Capt. Franks also pepper-sprayed counterprotesters and journalists as ACTBAC reached the parking lot at the Morehead Planetarium. Right around the same time I personally observed that the unit allowed a gap in its bicycle line, prompting one officer to frantically yell for his fellow officers to tighten up. If the aggressive use of bicycles and pepper spray was premised on the fear that a melee would ensue if the police lost control, no one tried to make a run for it during the two- or three-second period when the gap opened. Surreally, all of us — counter-protesters, journalists and cops — were coughing from pepper spray together.
The Move Silent Sam Twitter account, maintained by activists involved with the protests asked on Tuesday: “Anyone working on getting answers about Capt. Jonathan Franks’ pepper spray misuse at UNC last week? And the inappropriate use of bicycles as weapons?” The tweet also asked whether a formal review was underway.
“It’s still being looked into by the department,” said Ronald Glenn, the public information officer for the Greensboro Police Department, while declining to elaborate.
Admittedly, subjectivity can come into play in the fraught dynamics of police involvement in conflict between ideologically opposed groups, so here’s another reporter’s take.

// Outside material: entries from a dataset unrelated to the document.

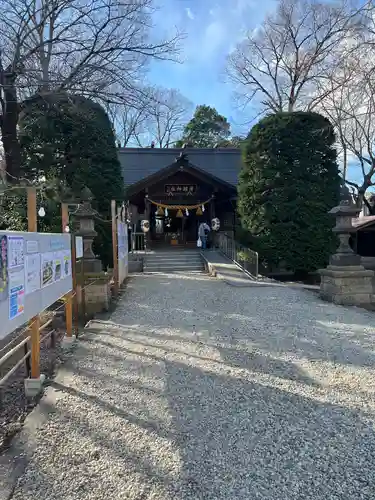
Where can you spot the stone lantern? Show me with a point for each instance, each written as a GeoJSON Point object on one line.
{"type": "Point", "coordinates": [85, 218]}
{"type": "Point", "coordinates": [345, 281]}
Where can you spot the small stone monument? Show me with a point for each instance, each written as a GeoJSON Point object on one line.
{"type": "Point", "coordinates": [345, 281]}
{"type": "Point", "coordinates": [85, 217]}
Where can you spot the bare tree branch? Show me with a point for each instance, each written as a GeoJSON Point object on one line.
{"type": "Point", "coordinates": [283, 63]}
{"type": "Point", "coordinates": [99, 48]}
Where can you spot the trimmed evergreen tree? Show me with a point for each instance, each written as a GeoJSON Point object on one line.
{"type": "Point", "coordinates": [68, 139]}
{"type": "Point", "coordinates": [288, 183]}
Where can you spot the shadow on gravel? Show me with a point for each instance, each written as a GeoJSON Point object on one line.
{"type": "Point", "coordinates": [234, 358]}
{"type": "Point", "coordinates": [115, 410]}
{"type": "Point", "coordinates": [241, 440]}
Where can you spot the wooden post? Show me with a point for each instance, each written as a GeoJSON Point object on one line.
{"type": "Point", "coordinates": [114, 247]}
{"type": "Point", "coordinates": [32, 223]}
{"type": "Point", "coordinates": [69, 295]}
{"type": "Point", "coordinates": [74, 280]}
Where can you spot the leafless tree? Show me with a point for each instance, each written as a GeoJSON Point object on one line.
{"type": "Point", "coordinates": [158, 118]}
{"type": "Point", "coordinates": [98, 48]}
{"type": "Point", "coordinates": [167, 116]}
{"type": "Point", "coordinates": [127, 122]}
{"type": "Point", "coordinates": [284, 62]}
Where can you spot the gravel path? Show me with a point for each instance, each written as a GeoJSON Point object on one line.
{"type": "Point", "coordinates": [198, 390]}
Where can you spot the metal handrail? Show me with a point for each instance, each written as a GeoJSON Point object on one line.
{"type": "Point", "coordinates": [245, 258]}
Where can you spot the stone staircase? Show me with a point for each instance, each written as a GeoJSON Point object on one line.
{"type": "Point", "coordinates": [176, 260]}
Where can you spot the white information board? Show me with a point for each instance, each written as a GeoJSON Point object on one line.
{"type": "Point", "coordinates": [35, 272]}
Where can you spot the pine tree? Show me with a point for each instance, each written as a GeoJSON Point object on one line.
{"type": "Point", "coordinates": [288, 183]}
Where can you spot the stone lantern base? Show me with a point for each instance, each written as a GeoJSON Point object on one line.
{"type": "Point", "coordinates": [347, 285]}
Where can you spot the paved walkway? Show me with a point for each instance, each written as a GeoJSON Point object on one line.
{"type": "Point", "coordinates": [199, 390]}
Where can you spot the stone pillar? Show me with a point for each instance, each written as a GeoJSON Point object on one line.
{"type": "Point", "coordinates": [84, 216]}
{"type": "Point", "coordinates": [345, 281]}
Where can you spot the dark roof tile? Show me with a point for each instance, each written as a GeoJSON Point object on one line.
{"type": "Point", "coordinates": [139, 163]}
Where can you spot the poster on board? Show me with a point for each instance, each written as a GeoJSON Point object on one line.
{"type": "Point", "coordinates": [79, 247]}
{"type": "Point", "coordinates": [3, 268]}
{"type": "Point", "coordinates": [67, 264]}
{"type": "Point", "coordinates": [32, 273]}
{"type": "Point", "coordinates": [32, 246]}
{"type": "Point", "coordinates": [47, 269]}
{"type": "Point", "coordinates": [16, 293]}
{"type": "Point", "coordinates": [57, 266]}
{"type": "Point", "coordinates": [16, 256]}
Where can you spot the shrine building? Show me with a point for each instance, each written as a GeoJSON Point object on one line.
{"type": "Point", "coordinates": [177, 189]}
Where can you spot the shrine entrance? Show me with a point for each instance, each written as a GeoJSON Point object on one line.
{"type": "Point", "coordinates": [175, 200]}
{"type": "Point", "coordinates": [176, 230]}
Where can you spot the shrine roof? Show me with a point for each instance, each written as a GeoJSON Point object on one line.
{"type": "Point", "coordinates": [139, 163]}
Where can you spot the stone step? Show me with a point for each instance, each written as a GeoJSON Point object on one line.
{"type": "Point", "coordinates": [172, 261]}
{"type": "Point", "coordinates": [180, 267]}
{"type": "Point", "coordinates": [183, 273]}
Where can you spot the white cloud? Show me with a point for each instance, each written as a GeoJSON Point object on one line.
{"type": "Point", "coordinates": [189, 13]}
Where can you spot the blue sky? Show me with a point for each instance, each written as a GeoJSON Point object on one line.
{"type": "Point", "coordinates": [212, 27]}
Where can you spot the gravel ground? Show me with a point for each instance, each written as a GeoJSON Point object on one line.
{"type": "Point", "coordinates": [198, 390]}
{"type": "Point", "coordinates": [14, 406]}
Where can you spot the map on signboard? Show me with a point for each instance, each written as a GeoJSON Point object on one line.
{"type": "Point", "coordinates": [3, 267]}
{"type": "Point", "coordinates": [57, 266]}
{"type": "Point", "coordinates": [16, 256]}
{"type": "Point", "coordinates": [47, 269]}
{"type": "Point", "coordinates": [16, 293]}
{"type": "Point", "coordinates": [32, 272]}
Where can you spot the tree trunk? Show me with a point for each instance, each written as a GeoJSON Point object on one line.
{"type": "Point", "coordinates": [12, 150]}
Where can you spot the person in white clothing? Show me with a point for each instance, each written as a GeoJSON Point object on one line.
{"type": "Point", "coordinates": [203, 231]}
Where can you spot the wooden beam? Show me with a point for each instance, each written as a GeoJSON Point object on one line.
{"type": "Point", "coordinates": [34, 324]}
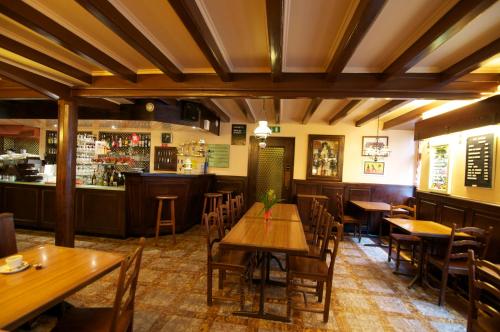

“Things didn’t get really testy until police were escorting those supporters out of here and they used pepper spray on the counterprotesters — that’s when things really flipped,” said Briana Connor of WXII 12 News. “It’s just students out here now, and again this crowd here has been pepper-sprayed twice. And they’ve turned on cops, chanting some ugly things toward them, and police have been aggressive, too. I’ve noticed two separate instances where police got a little nasty with protesters out here.”